This week I'm in Napa for HotOS 2011 -- the premier workshop on operating systems. HotOS is in its 24th year -- it started as the Workshop on Workstation Operating Systems in 1987. More on HotOS in a forthcoming blog post, but for now I wanted to comment on a very lively
argument discussion that took place during the panel session yesterday.
The panel consisted of Mendel Rosenblum from Stanford (and VMWare, of course); Rebecca Isaacs from Microsoft Research; John Wilkes from Google; and Ion Stoica from Berkeley. The charge to the panel was to discuss the gap between academic research in cloud computing and the realities faced by industry. This came about in part because a bunch of cloud papers were submitted to HotOS from academic research groups. In some cases, the PC felt that the papers were trying to solve the wrong problems, or making incorrect assumptions about the state of cloud computing in the real world. We thought it would be interesting to hear from both academic and industry representatives about whether and how academic researchers can hope to do work on the cloud, given that there's no way for a university to build something at the scale and complexity of a real-world cloud platform. The concern is that academics will be relegated to working on little problems at the periphery, or come up with toy solutions.
The big challenge, as I see it, is how to enable academics to do interesting and relevant work on the cloud when it's nearly impossible to build up the infrastructure in a university setting. John Wilkes made the point that that he never wanted to see another paper submission showing a 10% performance improvement in Hadoop, and he's right -- this is not the right problem for academics to be working on. Not because 10% improvement is not useful, or that Hadoop is a bad platform, but because those kinds of problems are already being solved by industry. In my opinion, the best role for academia is to open up new areas and look well beyond where industry is working. But this is often at odds with the desire for academics to work on "industry relevant" problems, as well as to get funding from industry. Too often I think academics fall into the trap of working on things that might as well be done at a company.

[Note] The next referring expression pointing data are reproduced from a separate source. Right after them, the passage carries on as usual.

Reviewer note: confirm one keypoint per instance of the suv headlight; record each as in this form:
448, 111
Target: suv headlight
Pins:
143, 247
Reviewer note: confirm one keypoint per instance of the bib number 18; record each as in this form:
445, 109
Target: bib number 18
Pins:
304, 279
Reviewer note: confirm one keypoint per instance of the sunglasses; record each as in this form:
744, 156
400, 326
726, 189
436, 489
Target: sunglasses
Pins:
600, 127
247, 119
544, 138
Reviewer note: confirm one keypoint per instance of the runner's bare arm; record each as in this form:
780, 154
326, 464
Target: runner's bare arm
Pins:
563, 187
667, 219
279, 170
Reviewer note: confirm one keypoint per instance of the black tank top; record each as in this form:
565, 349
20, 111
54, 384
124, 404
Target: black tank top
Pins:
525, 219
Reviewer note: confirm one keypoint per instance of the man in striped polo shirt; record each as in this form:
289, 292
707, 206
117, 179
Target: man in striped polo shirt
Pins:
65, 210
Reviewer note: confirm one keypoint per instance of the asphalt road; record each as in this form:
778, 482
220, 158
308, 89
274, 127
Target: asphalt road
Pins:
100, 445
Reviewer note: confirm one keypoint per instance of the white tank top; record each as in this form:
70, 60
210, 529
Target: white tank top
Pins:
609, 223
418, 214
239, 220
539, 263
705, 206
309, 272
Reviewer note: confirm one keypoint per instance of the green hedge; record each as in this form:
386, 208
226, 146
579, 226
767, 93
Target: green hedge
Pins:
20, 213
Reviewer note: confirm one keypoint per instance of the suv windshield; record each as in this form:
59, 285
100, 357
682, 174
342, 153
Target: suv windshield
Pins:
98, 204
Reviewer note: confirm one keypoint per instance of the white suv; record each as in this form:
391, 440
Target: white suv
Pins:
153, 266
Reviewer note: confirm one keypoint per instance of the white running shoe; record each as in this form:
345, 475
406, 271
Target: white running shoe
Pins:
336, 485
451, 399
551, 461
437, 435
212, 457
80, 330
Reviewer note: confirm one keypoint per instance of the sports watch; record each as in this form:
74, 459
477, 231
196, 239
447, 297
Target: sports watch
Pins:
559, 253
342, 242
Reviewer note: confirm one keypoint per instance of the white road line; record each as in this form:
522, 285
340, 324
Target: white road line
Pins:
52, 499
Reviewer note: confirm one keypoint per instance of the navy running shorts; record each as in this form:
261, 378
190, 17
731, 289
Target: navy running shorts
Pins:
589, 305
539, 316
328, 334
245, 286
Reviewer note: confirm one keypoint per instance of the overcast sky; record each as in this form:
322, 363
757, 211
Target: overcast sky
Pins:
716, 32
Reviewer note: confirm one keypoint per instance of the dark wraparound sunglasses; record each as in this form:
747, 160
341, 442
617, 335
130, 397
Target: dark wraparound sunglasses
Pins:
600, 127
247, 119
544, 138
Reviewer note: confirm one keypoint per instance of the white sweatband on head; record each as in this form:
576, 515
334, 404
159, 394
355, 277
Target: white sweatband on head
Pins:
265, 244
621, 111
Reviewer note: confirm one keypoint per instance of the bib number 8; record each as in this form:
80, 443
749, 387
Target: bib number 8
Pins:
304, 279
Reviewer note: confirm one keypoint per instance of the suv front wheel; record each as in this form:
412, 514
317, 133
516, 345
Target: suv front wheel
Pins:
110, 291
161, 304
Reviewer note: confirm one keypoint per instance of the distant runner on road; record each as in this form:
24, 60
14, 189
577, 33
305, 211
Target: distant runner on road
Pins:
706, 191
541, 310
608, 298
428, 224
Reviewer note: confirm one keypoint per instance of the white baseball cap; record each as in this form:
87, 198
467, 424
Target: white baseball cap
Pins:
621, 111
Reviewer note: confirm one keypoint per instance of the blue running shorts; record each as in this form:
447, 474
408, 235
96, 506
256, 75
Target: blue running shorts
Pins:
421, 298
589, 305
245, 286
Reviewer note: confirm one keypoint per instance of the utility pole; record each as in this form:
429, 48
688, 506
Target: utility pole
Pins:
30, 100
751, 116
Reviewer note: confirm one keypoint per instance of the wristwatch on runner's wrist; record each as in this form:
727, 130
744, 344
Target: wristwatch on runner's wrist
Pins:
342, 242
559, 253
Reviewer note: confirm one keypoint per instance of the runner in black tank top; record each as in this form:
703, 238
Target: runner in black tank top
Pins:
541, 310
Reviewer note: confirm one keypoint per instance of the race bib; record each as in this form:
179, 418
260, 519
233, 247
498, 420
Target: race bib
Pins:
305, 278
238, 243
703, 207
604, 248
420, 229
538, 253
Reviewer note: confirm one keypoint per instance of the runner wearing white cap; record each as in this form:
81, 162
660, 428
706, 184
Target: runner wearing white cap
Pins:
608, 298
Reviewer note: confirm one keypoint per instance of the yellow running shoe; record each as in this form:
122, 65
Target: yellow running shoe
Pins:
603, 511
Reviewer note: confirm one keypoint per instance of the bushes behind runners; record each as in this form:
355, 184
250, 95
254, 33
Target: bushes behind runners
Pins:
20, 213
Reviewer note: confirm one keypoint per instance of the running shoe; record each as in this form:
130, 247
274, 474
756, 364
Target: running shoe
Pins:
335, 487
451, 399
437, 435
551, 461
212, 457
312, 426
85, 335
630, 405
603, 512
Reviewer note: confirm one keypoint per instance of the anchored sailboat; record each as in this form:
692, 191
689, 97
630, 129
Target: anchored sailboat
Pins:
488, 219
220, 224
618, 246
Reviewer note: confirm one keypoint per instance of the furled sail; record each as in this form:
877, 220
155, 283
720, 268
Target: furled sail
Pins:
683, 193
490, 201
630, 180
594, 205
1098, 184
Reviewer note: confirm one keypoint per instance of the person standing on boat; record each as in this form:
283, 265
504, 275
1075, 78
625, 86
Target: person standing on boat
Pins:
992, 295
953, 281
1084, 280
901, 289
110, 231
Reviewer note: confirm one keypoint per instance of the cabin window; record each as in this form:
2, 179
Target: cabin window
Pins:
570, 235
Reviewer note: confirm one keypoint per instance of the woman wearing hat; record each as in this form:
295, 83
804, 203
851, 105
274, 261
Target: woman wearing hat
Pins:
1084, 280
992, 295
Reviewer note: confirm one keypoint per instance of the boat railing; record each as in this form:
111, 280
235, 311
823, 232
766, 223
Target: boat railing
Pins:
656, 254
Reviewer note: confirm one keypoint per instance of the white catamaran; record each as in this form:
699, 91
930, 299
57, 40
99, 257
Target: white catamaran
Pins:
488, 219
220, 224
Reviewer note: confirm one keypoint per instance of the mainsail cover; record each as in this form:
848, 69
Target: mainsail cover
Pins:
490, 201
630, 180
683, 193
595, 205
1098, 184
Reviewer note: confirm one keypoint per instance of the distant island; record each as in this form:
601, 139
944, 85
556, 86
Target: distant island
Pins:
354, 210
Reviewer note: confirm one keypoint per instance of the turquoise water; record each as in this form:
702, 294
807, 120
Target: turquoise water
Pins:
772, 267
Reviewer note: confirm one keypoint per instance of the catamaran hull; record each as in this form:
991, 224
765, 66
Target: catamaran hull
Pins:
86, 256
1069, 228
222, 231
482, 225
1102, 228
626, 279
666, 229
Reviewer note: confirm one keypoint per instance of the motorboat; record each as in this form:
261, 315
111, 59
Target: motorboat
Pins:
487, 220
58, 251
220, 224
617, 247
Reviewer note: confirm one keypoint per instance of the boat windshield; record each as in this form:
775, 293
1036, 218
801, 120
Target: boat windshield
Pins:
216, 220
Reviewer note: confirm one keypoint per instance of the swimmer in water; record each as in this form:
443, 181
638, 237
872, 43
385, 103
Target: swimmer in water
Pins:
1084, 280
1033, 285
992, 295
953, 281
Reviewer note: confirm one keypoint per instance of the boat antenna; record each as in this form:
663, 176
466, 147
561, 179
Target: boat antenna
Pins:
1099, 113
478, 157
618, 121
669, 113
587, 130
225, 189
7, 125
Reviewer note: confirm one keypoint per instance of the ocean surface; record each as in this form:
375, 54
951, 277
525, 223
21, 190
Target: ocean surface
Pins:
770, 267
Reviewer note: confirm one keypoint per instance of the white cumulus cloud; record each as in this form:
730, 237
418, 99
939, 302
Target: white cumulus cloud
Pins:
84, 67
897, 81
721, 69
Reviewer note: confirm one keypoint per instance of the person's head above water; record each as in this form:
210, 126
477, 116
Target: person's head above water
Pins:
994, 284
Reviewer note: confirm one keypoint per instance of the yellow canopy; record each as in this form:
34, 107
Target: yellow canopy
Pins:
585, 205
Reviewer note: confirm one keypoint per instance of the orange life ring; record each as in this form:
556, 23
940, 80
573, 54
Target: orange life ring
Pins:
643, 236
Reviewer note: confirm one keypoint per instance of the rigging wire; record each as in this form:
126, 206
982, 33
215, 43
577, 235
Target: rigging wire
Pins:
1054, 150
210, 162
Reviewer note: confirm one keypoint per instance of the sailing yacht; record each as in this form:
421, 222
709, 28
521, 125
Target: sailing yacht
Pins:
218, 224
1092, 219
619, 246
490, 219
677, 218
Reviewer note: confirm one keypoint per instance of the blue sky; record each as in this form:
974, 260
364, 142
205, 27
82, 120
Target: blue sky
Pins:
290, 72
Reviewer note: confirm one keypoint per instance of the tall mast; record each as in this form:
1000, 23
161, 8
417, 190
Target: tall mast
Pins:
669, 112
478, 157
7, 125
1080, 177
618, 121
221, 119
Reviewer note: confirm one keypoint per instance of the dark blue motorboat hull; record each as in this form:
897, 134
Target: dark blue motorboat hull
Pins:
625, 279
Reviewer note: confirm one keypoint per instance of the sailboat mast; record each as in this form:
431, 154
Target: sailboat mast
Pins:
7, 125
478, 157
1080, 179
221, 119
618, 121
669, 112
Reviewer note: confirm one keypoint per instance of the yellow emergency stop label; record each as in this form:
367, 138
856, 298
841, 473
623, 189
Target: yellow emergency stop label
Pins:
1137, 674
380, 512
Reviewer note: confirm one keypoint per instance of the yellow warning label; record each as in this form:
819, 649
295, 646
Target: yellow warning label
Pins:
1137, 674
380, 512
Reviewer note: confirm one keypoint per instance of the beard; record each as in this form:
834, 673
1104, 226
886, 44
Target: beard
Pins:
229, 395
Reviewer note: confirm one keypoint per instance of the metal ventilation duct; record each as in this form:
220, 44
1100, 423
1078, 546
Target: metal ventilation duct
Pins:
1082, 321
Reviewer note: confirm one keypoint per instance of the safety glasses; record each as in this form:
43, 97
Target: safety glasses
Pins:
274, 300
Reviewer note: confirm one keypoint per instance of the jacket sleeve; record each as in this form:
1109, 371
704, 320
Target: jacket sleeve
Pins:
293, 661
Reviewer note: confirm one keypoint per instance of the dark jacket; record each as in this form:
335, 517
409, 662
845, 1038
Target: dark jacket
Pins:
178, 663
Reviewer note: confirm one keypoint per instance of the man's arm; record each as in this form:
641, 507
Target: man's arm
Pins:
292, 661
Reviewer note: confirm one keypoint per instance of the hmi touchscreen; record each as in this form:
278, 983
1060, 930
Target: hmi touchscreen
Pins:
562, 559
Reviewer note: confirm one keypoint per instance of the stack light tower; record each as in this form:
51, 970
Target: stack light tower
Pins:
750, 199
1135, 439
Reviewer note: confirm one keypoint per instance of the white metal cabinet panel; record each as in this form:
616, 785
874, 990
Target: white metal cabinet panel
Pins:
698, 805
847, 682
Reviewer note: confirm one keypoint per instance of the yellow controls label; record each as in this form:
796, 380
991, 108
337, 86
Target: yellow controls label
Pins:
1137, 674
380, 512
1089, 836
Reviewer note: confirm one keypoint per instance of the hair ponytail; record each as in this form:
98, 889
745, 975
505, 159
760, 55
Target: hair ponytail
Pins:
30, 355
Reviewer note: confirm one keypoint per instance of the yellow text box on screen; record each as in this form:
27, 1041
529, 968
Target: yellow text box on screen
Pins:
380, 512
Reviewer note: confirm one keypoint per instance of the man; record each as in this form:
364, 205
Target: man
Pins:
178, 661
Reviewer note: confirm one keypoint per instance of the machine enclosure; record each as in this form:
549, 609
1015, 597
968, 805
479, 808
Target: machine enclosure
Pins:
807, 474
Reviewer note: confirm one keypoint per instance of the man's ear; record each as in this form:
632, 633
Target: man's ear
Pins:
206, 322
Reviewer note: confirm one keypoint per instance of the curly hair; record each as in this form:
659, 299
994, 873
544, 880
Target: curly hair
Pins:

Much of the debate at HotOS centered around the industry vs. academic divide and a fair bit of it was targeted at my previous blog posts on this topic. Timothy Roscoe argued that academia's role was to shed light on complex problems and gain understanding, not just to engineer solutions. I agree with this. Sometimes at Google, I feel that we are in such a rush to implement that we don't take the time to understand the problems deeply enough: build something that works and move onto the next problem. Of course, you have to move fast in industry. The pace is very different than academia, where a PhD student needs to spend multiple years focused on a single problem to get a dissertation written about it.
We're not there yet, but there are some efforts to open up cloud infrastructure to academic research. OpenCirrus is a testbed supported by HP, Intel, and Yahoo! with more than 10,000 cores that academics can use for systems research. Microsoft has opened up its Azure cloud platform for academic research. Only one person at HotOS raised their hand when asked if anyone was using this -- this is really unfortunate. (My theory is that academics have an allergic reaction to programming in C# and Visual Studio, which is too bad, since this is a really great platform if you can get over the toolchain.) Google is offering a billion core hours through its Exacycle program, and Amazon has a research grant program as well.
Providing infrastructure is only one part of the solution. Knowing what problems to work on is the other. Many people at HotOS bemoaned the fact that companies like Google are so secretive about what they're doing, and it's hard to learn what the "real" challenges are from the outside. My answer to this is to spend time at Google as a visiting scientist, and send your students to do internships. Even though it might not result in a publication, I can guarantee you will learn a tremendous amount about what the hard problems are in cloud computing and where the great opportunities are for academic work. (Hell, my mind was blown after my first couple of days at Google. It's like taking the red pill.)
A few things that jump to mind as ripe areas for academic research on the cloud:
- Understanding and predicting performance at scale, with uncertain workloads and frequent node failures.
- Managing workloads across multiple datacenters with widely varying capacity, occasional outages, and constrained inter-datacenter network links.
- Building failure recovery mechanisms that are robust to massive correlated outages. (This is what brought down Amazon's EC2 a few weeks ago.)
- Debugging large-scale cloud applications: tools to collect, visualize, and inspect the state of jobs running across many thousands of cores.
- Managing dependencies in a large codebase that relies upon a wide range of distributed services like Chubby and GFS.
- Handling both large-scale upgrades to computing capacity as well as large-scale outages seamlessly, without having to completely shut down your service and everything it depends on.